Les socialistes, les communistes et la France insoumise demandent un report du dernier volet de la réforme de l’assurance chômage, qui va pénaliser durement selon eux les professions les plus touchées par la crise : métiers du spectacle, de l’évènementiel, de l’hôtellerie-restauration. Sur ce point, tous considèrent que les réponses ont été évasives. « Il y a un état d’urgence sociale qu’il faut décréter immédiatement », a demandé Olivier Faure, appelant à se pencher aussi sur la question de la fin de la trêve hivernale.

Coronavirus : « Il y a un état d’urgence sociale qu’il faut décréter », demande Olivier Faure
03:20

« Les municipales seront maintenues », selon Gilles Le Gendre

Quant au report des municipales, si cette question animait encore les discussions autour de la table il y a encore deux semaines, celle-ci semble désormais plus être un sujet, à trois jours du premier tour. « Les municipales seront maintenues.
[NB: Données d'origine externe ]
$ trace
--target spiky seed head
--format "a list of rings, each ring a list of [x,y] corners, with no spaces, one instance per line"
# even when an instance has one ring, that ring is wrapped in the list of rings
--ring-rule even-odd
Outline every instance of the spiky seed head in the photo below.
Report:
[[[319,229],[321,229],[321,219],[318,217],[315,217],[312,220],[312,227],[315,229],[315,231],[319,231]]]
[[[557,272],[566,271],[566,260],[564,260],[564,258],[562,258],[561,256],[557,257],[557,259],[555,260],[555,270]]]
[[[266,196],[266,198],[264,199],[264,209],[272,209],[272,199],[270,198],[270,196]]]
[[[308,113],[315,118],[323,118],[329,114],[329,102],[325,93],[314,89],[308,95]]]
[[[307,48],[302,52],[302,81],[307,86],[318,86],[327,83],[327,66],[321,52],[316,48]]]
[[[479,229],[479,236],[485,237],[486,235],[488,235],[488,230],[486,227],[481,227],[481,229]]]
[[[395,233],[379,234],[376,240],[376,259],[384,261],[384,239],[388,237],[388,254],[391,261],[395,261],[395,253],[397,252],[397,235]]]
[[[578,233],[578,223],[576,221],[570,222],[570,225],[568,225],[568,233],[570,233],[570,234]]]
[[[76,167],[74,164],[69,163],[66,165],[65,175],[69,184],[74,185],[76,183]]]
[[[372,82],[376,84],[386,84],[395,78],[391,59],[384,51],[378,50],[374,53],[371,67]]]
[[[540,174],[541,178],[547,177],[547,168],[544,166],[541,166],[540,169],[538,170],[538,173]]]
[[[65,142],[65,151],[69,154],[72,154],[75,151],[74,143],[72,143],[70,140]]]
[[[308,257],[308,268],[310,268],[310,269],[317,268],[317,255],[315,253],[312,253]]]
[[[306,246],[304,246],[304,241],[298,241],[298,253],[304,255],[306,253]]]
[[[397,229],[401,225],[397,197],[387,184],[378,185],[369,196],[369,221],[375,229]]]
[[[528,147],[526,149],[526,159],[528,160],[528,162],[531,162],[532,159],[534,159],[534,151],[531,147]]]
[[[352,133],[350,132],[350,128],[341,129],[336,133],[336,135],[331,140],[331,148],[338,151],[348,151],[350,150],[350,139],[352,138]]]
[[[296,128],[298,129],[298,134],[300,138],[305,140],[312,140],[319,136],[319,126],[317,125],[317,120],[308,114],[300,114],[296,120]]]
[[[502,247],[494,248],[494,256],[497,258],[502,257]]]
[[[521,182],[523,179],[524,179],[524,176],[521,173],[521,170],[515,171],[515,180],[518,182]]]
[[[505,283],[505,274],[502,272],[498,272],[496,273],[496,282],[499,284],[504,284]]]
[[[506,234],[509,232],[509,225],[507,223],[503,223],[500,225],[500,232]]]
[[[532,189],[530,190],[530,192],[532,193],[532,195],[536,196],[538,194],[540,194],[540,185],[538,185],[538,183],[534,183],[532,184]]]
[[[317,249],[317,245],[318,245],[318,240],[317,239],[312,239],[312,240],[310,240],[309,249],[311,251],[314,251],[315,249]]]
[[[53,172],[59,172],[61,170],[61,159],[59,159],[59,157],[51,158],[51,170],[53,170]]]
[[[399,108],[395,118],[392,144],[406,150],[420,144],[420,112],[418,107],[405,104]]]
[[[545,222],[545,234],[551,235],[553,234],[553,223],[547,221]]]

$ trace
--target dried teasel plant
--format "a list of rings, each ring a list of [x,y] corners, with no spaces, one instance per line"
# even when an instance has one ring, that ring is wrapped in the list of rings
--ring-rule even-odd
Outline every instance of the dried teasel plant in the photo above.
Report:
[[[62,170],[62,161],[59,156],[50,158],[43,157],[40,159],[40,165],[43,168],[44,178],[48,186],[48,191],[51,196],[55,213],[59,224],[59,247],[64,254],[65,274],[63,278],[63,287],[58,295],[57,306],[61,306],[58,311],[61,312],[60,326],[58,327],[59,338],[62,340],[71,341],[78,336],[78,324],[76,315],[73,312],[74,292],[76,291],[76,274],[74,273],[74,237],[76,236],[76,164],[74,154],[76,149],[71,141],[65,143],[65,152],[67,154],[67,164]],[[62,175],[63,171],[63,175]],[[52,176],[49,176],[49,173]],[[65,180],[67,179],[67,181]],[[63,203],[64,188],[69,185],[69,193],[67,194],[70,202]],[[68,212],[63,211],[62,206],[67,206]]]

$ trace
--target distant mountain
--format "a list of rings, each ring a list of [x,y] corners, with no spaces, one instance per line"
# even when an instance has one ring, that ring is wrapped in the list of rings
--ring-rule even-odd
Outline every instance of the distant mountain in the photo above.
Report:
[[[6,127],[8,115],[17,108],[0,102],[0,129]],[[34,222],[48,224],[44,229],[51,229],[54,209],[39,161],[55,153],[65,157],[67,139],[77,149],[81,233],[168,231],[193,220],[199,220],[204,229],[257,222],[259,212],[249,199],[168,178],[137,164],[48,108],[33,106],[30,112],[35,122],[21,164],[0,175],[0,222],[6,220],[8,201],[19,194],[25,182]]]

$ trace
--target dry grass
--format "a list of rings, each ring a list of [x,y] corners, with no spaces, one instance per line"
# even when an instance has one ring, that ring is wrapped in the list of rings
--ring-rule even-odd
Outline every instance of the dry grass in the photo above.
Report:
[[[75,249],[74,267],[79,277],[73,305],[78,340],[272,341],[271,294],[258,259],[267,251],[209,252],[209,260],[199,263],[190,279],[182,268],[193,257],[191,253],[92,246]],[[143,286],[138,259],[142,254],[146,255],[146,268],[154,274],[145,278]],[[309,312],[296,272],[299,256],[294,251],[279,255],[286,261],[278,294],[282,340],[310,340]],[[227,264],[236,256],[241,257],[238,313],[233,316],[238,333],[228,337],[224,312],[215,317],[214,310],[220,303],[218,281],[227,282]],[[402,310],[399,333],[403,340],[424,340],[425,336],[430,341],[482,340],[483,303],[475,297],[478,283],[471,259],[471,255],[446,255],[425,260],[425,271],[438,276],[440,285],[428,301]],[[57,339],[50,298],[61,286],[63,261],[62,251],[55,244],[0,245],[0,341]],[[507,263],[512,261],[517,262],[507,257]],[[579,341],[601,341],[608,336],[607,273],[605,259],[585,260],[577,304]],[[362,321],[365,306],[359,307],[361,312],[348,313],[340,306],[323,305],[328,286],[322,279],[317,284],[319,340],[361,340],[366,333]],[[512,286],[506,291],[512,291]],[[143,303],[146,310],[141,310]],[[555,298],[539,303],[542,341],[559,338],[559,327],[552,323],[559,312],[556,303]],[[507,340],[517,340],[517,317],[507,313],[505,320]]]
Aucune raison de différer les opérations municipales », a considéré Gilles Le Gendre, le président du groupe La République en marche, à l’Assemblée nationale.

« On prend peu de risques à aller voter en vérité », a appuyé l’écologiste Julien Bayou. « Les communes sont en situation de prendre les mesures de précaution pour que les élections se déroulent correctement », a assuré Christian Jacob, après les décisions prises par le ministère de l’Intérieur.